Genus of flowering plants

Eurychorda is a monotypic genus of flowering plants in the family Restionaceae formally described in 1998. The only known species, Eurychorda complanata, commonly known as the flat cord-rush, is endemic to Australia. It is characterised by flattened stems and reduced, sheathing leaves.

==Description==
A perennial or rhizomatous geophyte herb, Eurychorda complanata exhibits a graminoid growth form with tufted or shortly creeping rhizomes, and erect culms ranging from 20-120 cm in height and 0.8-3.5 mm in diameter. Leaves are reduced pale, glabrous sheaths along the stem with acute apices, approximately 10–25 mm long. It has terminal inflorescences of spikelets, typically 5-20, arranged in a narrow panicle with shorter bracts. E. complanata is dioecious. Male spikelets are ovate to globose, about 6–9 mm long, with many flowers, while female spikelets are elliptic, approximately 6.5–9 mm long, usually pedicellate, and have fewer flowers. Both male and female flowers possess four tepals. It flowers in summer (November, December, January, February) and has dry dehiscent capsule fruit.

==Habitat and distribution==
Eurychorda complanata thrives in waterlogged peaty vegetation from sea level to sub-alpine areas and is a common species in button grass sedgeland communities.
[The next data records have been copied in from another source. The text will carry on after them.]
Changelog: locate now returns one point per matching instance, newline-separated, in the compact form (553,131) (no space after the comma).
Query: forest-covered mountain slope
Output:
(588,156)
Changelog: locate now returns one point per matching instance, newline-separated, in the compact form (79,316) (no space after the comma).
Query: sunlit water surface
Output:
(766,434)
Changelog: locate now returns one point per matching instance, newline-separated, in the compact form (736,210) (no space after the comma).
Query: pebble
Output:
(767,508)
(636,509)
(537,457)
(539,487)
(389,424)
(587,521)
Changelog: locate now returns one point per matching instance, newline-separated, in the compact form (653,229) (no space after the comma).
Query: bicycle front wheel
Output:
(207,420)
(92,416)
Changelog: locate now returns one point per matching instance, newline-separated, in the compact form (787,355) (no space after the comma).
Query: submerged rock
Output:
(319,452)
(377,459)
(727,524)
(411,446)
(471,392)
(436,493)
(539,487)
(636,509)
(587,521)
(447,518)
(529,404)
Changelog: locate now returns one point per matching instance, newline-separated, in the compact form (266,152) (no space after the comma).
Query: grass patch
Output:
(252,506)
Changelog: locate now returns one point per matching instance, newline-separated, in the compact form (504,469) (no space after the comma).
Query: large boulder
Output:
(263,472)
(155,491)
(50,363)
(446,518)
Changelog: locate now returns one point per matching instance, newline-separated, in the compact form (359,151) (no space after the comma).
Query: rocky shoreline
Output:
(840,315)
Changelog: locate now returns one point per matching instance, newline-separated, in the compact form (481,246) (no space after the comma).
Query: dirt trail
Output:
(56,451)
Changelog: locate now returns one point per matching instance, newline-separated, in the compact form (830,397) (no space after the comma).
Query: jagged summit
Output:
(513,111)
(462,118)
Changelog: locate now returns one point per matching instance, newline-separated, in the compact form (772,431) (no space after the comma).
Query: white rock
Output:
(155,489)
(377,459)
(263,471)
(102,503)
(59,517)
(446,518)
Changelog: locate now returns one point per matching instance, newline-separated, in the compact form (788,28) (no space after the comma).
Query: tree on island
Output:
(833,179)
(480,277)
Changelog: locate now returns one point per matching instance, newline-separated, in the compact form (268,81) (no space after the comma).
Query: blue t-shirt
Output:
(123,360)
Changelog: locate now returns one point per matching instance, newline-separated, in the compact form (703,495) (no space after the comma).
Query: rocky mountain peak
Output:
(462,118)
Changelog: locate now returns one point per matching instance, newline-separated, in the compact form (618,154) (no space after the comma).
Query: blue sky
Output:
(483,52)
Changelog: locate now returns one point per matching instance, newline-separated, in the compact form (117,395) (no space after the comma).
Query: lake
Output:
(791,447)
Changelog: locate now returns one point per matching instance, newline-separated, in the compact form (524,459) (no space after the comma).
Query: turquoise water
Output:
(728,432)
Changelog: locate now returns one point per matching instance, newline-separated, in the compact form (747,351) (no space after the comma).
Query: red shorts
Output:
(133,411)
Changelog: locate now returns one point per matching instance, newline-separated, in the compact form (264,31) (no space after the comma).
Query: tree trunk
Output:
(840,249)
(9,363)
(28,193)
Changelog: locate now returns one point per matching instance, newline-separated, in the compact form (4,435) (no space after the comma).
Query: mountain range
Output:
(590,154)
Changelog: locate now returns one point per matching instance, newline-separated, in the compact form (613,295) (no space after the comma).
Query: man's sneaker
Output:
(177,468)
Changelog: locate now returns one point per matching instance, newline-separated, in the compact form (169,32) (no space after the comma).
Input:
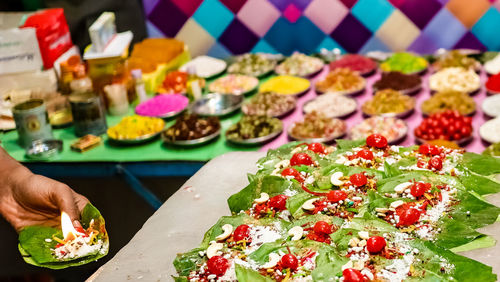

It is common in Tasmania but its distribution extends across south-eastern Australia (Tasmania, Victoria, New South Wales, Queensland, South Australia).

==Taxonomy==
Eurychorda complanata belongs to the family Restionaceae within the order Poales. It was first identified in 1810 by Robert Brown in Prodromus Florae Novae Hollandiae. The species was then formally described and named in 1998 by Barbara Gillian Briggs & Lawrence Alexander Sidney Johnson. The specific epiphet 'complanata' signifies its flattened morphology.

==Threats and conservation==
This species is rare in South Australia and listed as vulnerable due to habitat loss and degradation. It is not listed as a threatened species elsewhere in its distribution.